Customs Seize N1.3bn In Smuggled Vegetable Oil
The Nigeria Customs Service has intensified its nationwide border crackdown on illicit agricultural imports, intercepting smuggled vegetable oil products worth 1.31 billion naira. Comptroller-General of Customs Adewale Adeniyi confirmed that the service recorded 65 distinct seizures in 2025 and an additional 23 interceptions during the first half of 2026. The combined duty-paid value of the confiscated goods underscores the vast scale of illicit trade bypassing local ports. Adeniyi announced the enforcement milestones during a high-level strategic briefing with domestic agricultural stakeholders in Abuja. The agency intends to launch intelligence-driven operations to completely dismantle major distribution rings.

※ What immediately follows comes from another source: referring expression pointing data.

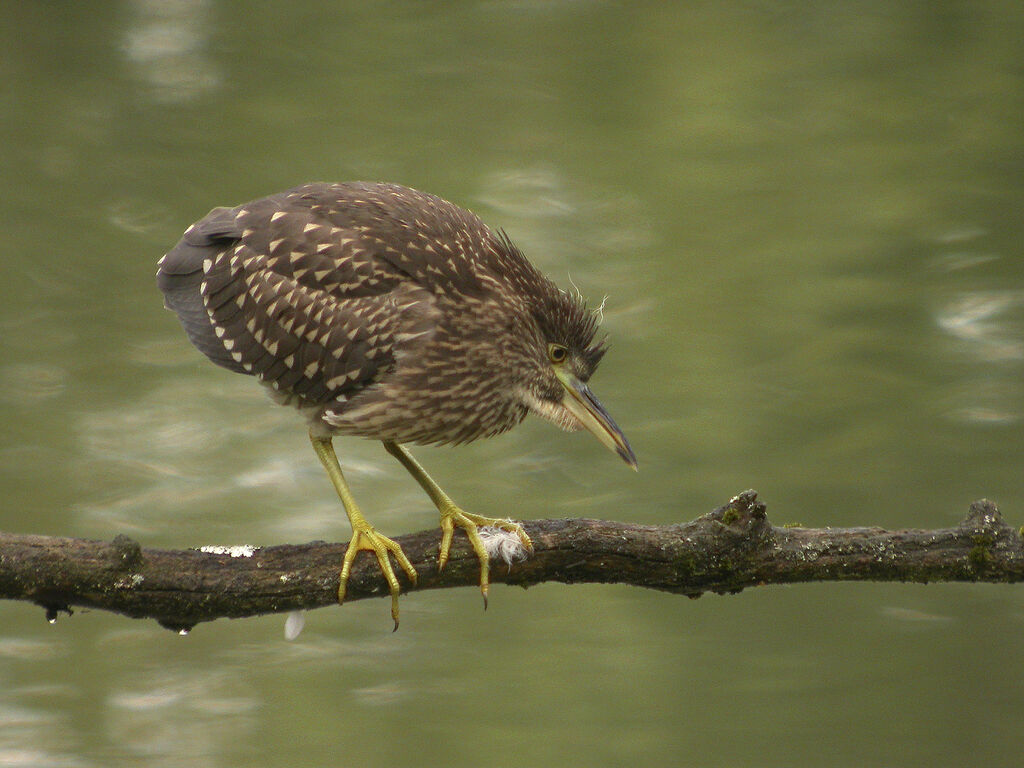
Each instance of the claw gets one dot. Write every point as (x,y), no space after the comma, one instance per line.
(452,516)
(366,538)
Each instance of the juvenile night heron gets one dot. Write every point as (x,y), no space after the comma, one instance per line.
(385,312)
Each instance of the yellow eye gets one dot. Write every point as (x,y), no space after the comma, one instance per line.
(557,353)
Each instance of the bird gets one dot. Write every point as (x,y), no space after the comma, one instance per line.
(389,313)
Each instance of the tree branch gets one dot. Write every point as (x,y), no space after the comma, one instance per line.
(725,551)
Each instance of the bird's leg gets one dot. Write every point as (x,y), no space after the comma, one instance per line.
(365,537)
(452,515)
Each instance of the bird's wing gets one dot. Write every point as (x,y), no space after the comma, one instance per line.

The heightened maritime and land enforcement specifically aims to protect massive local capital investments and safeguard thousands of domestic manufacturing jobs. Customs officials noted that the bulk of the illegal shipments were intercepted along notorious border corridors, including Seme and Idiroko. Meticulous tracking by border patrol units successfully blocked the illicit products before they could enter urban wholesale markets. The service has committed to deploying extra personnel and electronic surveillance to other highly vulnerable border crossings. This targeted strategy intends to dry up the profit margins of organized smuggling syndicates.
The federal intervention addresses an existential threat to local oil palm plantations and domestic processing factories. Industrial representatives warned that the uncontrolled influx of cheap, subsidized foreign oil systematically undercuts local production baselines. When smuggled alternatives flood retail stalls, local processing plants face immediate inventory gluts, forcing widespread operational shutdowns. Dr Fatai Afolabi, Founder of the Plantation Owners Forum of Nigeria, stressed that unchecked smuggling discourages critical long-term capital investments across the agricultural value chain. For regional farmers, state border enforcement is a necessary prerequisite for basic commercial survival.

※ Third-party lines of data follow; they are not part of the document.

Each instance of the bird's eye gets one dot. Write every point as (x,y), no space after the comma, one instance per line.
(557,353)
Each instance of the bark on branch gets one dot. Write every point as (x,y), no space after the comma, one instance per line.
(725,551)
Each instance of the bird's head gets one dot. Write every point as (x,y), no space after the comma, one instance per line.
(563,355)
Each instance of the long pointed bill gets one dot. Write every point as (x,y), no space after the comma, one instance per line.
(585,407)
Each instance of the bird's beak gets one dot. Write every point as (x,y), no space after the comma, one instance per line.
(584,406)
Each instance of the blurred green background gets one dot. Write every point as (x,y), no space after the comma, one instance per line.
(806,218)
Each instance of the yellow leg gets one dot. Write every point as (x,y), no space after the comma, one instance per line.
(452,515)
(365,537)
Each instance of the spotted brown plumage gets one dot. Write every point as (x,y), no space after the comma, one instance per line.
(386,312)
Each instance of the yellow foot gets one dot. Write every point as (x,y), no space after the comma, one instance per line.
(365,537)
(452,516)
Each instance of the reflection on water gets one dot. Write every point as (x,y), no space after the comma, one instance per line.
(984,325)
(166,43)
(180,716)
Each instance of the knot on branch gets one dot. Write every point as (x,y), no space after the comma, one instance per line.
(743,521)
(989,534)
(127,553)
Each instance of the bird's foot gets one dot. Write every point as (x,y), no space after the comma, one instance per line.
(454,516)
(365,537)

The custom service is heavily emphasizing that sustainable border protection requires consistent intelligence sharing from the private sector. Adeniyi urged local manufacturers and rural border communities to provide actionable information regarding active bush paths and hidden storage warehouses. The agency intends to combine this grassroots human intelligence with advanced policy enforcement to seal porous transit points. Border officials are working to establish regular consultative panels with industry delegates to monitor real-time market infiltration. The administration believes that a passive approach to economic sabotage will permanently cripple domestic industrialization goals.

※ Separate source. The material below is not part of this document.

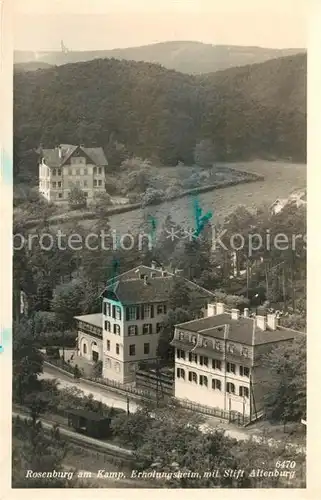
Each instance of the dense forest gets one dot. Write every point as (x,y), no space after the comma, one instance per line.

This aggressive anti-smuggling campaign aligns with broader presidential directives to expand local food production and secure the national agricultural supply chain. The Ministry of Agriculture continues to argue that Nigeria possesses the internal capacity to meet its domestic cooking oil requirements. However, erratic rural electricity grids and high transport costs leave local processors highly exposed to cheaper foreign competitors. By aggressively raising the physical barrier to smuggling, the state hopes to artificially create a secure domestic market for indigenous planters. The long-term challenge lies in sustaining this intense border surveillance without choking off legitimate regional trade.
The confiscated consignments will undergo formal court condemnation processes before the state executes a final disposal strategy. Customs enforcement teams have received strict directives to ensure that none of the seized products leak back into commercial retail channels. The success of this economic defense programme depends entirely on the integrity of the officers stationed at the primary land borders. For an administration desperate to conserve scarce foreign exchange, protecting local industries from predatory trade remains a vital national priority. The customs service intends to maintain its high-alert posture throughout the upcoming peak harvest season.